Sacamantecas

«Padres que tengáis hijos,

hijos que tengáis parientes,

parientes que tengáis primos,

y primos que tengáis suegra:

mirad qué crimen más feo

en la provincia de Cuenca

cometieron dos ladrones

a eso de las ocho y media…».

Cantar de ciego.

De aldea en aldea, los ciegos y los tullidos viajaban ejerciendo un oficio imprescindible: informar y advertir a los campesinos de los sucesos ocurridos en las comarcas cercanas. Las coplas de cordel o las aleluyas, aderezadas con rústicas viñetas y puestas a la vista de todos, eran las formas poéticas populares en las que se avanzaban esas tenebrosas noticias con el fin de atraer a la clientela.

Muchos de aquellos cantares rememoraban extraños crímenes, horrendas historias, sucesos que se acababan convirtiendo en mitos modernos: el Tío Garrampa de Albacete, el Hombre del Unto del Bierzo, el Compraniños de Lérida o el Cortasebos de Extremadura. Todos estos personajes eran firmes candidatos a convertirse en figuras casi demoníacas, figuras que permanecen ancladas en lo más profundo de nuestra historia negra. Sin embargo, eran hechos reales, absolutamente comprobados: las andanzas de algunos personajes conocidos como los sacamantecas.

El inconsciente colectivo los recuerda con un aspecto harapiento y siempre con un saco a cuestas.

España entera aparece surcada por la presencia y por la sombra de estos individuos. ¿Cuáles de estos personajes fundaron tan siniestra saga? ¿Cómo se llamaban? ¿Cómo vivían? ¿Qué hacían? ¿Cuáles fueron sus horrendos crímenes?

Un criminal monstruoso, daltónico y zurdo

Hacia las ocho de la mañana del 11 de mayo de 1881, en el Polvorín Viejo de la ciudad de Vitoria, se ponía fin a la historia de un personaje de leyenda. El garrote vil giró varias veces sus tuercas oxidadas y se desmembró la cabeza de Juan Díaz de Garayo. Tenía 60 años. Entre 1870 y 1879, mató a seis mujeres y las evisceró. De ahí nace, de ese personaje en concreto, la historia de los sacamantecas. Como no se le atrapaba, poco a poco este personaje adquirió propiedades ajenas a un ser humano y la imaginación popular le confirió un aspecto demoníaco y sobrenatural.

A veces se encontraban cuerpos de jóvenes muchachas abiertas en canal. Les habían quitado el unto: las grasas. Se empezaba a especular que alguien las estaba vendiendo a boticarios de pocos escrúpulos, a enfermos de tisis y tuberculosis. Se creía en aquella época, hacia 1870 y aquí, en España, que esas grasas de personas jóvenes sanaban algunas enfermedades. Y también se establecía un conflicto social. Al parecer, las familias acaudaladas pagaban a esos siniestros personajes para encomendarles tan sucio trabajo: matar, sacar el unto y, así, poder curar.

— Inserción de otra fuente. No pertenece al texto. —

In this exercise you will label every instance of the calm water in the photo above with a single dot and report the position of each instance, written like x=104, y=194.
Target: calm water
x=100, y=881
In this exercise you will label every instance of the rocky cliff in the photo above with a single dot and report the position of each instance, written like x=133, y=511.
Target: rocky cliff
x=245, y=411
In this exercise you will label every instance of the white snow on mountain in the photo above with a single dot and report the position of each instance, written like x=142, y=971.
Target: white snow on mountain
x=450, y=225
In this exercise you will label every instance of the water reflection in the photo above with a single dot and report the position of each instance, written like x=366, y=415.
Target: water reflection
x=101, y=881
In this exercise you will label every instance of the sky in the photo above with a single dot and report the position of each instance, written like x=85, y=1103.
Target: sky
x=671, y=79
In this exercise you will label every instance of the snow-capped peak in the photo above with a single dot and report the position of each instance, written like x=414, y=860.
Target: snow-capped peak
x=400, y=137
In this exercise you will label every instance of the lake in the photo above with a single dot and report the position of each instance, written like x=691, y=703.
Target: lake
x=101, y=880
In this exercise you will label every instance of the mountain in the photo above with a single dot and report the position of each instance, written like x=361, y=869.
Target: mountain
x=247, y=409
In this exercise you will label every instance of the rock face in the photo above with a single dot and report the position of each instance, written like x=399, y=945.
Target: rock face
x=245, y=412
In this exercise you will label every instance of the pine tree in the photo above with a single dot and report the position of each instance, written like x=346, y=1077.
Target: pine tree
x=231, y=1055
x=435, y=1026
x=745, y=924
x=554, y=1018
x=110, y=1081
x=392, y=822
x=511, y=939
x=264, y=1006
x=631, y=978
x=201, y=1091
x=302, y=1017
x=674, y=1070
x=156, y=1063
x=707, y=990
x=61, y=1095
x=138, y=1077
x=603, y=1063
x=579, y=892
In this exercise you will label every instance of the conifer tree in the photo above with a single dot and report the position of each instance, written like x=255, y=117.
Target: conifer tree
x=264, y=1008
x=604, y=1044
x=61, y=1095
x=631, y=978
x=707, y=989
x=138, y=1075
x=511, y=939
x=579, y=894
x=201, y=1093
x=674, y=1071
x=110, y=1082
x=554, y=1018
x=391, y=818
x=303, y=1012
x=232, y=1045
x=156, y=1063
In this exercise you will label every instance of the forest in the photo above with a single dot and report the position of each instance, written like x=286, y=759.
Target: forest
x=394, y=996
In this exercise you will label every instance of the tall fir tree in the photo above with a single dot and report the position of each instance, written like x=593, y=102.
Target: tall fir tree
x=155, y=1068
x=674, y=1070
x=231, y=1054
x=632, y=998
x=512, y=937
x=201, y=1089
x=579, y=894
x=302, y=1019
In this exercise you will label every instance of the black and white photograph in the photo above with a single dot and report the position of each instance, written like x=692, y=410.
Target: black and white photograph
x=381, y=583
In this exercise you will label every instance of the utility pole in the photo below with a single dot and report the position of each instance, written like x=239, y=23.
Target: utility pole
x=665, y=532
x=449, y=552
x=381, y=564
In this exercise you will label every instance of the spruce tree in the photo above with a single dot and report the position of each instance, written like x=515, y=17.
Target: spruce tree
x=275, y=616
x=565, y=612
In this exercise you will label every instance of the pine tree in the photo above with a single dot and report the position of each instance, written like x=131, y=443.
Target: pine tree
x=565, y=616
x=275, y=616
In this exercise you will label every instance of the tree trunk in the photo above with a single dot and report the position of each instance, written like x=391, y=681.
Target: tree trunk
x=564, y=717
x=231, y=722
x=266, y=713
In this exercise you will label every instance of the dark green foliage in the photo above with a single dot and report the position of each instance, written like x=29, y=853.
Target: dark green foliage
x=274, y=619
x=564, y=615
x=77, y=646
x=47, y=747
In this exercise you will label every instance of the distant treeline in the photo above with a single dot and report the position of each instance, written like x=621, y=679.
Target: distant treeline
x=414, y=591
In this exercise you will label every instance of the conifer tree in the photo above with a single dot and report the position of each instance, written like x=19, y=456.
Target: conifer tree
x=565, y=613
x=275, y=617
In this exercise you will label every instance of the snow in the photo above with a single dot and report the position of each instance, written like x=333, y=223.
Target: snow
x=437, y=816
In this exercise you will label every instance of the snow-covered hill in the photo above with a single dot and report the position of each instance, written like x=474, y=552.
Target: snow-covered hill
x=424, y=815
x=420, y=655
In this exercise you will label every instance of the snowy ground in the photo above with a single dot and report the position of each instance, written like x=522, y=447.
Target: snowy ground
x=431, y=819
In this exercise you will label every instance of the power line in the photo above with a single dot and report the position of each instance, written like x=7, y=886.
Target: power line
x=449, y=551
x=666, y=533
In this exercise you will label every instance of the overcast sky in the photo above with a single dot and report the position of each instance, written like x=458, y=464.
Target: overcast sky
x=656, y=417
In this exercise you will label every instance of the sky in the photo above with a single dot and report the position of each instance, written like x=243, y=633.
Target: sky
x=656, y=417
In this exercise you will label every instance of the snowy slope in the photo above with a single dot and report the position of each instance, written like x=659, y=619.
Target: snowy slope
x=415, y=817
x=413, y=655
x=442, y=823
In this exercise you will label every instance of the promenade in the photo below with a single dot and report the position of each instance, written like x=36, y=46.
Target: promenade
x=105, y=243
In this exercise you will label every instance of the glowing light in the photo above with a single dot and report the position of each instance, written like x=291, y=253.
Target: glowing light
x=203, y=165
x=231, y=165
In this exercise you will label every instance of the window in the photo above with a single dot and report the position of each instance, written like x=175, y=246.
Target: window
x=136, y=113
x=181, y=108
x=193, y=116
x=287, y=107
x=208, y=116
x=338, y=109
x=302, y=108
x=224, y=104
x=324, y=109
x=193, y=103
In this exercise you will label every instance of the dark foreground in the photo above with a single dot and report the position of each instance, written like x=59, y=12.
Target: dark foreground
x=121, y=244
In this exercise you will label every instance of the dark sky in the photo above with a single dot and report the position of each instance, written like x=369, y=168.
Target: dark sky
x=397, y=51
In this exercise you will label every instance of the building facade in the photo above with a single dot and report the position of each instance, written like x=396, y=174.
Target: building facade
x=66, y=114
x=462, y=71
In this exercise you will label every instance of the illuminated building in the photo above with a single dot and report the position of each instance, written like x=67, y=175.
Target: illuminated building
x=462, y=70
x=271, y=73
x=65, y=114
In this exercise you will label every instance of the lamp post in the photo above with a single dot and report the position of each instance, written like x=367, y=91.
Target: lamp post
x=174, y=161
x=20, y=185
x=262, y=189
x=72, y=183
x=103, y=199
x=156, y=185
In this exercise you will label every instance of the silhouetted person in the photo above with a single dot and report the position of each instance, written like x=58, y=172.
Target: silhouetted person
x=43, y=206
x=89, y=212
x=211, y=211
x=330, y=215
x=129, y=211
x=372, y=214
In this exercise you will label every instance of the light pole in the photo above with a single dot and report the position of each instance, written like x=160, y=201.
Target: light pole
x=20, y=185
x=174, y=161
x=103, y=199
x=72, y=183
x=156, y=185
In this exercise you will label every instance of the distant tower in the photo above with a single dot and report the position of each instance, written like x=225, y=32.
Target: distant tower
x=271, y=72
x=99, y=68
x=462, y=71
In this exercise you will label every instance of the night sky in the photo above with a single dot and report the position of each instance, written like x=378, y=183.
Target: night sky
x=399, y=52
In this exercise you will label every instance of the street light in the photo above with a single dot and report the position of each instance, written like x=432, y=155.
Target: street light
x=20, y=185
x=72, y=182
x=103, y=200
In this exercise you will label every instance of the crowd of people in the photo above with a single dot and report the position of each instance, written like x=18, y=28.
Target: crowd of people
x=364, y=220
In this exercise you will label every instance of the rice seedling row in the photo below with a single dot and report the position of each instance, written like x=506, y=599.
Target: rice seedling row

Respecto a Díaz de Garayo, alavés, del pueblo de Eguilaz, los especialistas policiales hablan del primer asesino en serie español. Al parecer, dos de sus víctimas, heridas, pudieron huir de sus garras y denunciaron sus agresiones. Era un hombre de rasgos brutales. La ficha policial muestra a un hombre de nariz aguileña y frente despejada. Estas descripciones eran decisivas en aquella época: estaban de moda las tesis de Cesare Lombroso, uno de los padres de lo que hoy se llama investigación forense. Lombroso aseguraba que estos hombres de nariz aguileña, daltónicos y zurdos eran paradigmas de asesinos en serie. (No será necesario advertir que estas interpretaciones, deducidas de la fisiología criminal del siglo XIX, se han quedado ya obsoletas y que la psiquiatría y otras disciplinas científicas pueden explicar con más precisión el carácter de estos criminales).

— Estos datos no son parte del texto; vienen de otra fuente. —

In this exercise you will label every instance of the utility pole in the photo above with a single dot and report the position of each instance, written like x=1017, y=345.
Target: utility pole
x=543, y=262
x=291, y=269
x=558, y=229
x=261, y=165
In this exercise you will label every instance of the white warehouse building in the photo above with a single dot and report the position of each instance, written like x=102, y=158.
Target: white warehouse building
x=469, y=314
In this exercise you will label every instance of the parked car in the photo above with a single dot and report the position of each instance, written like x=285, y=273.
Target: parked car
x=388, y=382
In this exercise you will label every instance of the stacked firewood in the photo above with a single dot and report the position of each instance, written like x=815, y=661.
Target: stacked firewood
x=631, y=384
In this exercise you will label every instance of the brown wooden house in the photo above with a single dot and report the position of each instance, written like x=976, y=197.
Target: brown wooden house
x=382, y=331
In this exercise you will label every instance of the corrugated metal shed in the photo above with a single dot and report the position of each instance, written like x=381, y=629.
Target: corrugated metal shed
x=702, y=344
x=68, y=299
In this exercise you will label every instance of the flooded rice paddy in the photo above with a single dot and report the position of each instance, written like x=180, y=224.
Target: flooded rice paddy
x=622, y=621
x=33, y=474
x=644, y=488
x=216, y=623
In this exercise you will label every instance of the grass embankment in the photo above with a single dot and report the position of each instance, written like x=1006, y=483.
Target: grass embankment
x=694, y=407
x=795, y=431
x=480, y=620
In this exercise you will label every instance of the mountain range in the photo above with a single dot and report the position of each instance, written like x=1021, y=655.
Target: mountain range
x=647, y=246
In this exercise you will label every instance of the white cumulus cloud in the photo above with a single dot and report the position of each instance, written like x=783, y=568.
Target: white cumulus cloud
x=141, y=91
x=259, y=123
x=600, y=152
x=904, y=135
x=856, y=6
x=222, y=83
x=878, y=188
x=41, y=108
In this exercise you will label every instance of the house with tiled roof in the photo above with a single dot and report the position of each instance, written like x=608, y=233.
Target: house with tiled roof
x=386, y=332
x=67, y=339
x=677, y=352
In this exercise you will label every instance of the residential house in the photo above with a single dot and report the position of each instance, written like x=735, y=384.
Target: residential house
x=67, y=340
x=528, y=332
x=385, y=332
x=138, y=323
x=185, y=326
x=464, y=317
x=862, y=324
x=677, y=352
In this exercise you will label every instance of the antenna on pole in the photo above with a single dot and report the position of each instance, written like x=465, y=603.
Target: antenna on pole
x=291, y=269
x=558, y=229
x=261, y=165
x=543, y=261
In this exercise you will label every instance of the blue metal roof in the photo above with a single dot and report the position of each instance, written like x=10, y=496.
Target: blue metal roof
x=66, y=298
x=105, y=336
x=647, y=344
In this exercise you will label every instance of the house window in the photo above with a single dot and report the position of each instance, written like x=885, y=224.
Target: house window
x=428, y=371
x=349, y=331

Las denuncias y la investigación contra aquel asesino se siguieron en los departamentos de Policía y en los juzgados de Vitoria. El caso de Juan Díaz de Garayo dio la vuelta al mundo. Decían que aparecía como un fantasma, que surgía de la nada, con sus grandes manos amenazantes, dispuesto a estrangular, a beber la sangre y a arrancar las mantecas. Este hombre, como se ha dicho, fue condenado a muerte en el garrote vil: así se puso fin a su vida. Pero otros muchos, desgraciadamente, siguieron su ejemplo.

El fundador de la Policía científica española, don Salvador Ortega Mallén, autor del libro Psicópatas y criminales, comenzaba su recorrido por la historia del crimen con esta historia de Díaz de Garayo: el Sacamantecas. Aquel hombre se había convertido en un mito. En el norte de España, durante décadas, a los niños se les asustaba con aquella frase: «Que viene el Sacamantecas».

Con el tiempo, la bruma de la historia, la ensoñación y el temor fueron difuminando los límites entre la realidad y la ficción. Todos los españoles acabaron pensando que la historia del sacamantecas no era más que un cuento infantil, una simple advertencia, una amenaza o un chantaje paterno para que los niños se durmieran o terminaran de comerse lo que había en el plato.

Ni mucho menos.

Ortega Mallén habla de Díaz de Garayo: «Es una figura con mucho carisma, en un momento social muy importante, donde la “España negra”, naturalmente, estaba a flor de piel. Cuando se le detuvo se comprendió que era un hombre que se caracterizaba por su inclinación a matar y destripar mujeres… Era un modo de actuar completamente desconocido hasta entonces y quizá por esa razón se creó alrededor de él una aureola de misterio, una aureola de algo satánico, algo… diabólico. La vida y los actos criminales de este hombre tuvieron la suficiente fuerza para que se creara un mito en torno a su figura. Desde luego, no era la primera vez que se habían descubierto asesinos que se dedicaban a matar niños y a matar mujeres para extraerles vísceras y para quitarles sus partes grasas. Se sabía que con las entrañas de sus víctimas fabricaban una especie de ungüentos para curar enfermedades contra la vejez, contra los dolores… En fin, era la medicina popular de la época, la medicina oculta, pero ésta con frecuencia se basaba en crímenes y asesinatos».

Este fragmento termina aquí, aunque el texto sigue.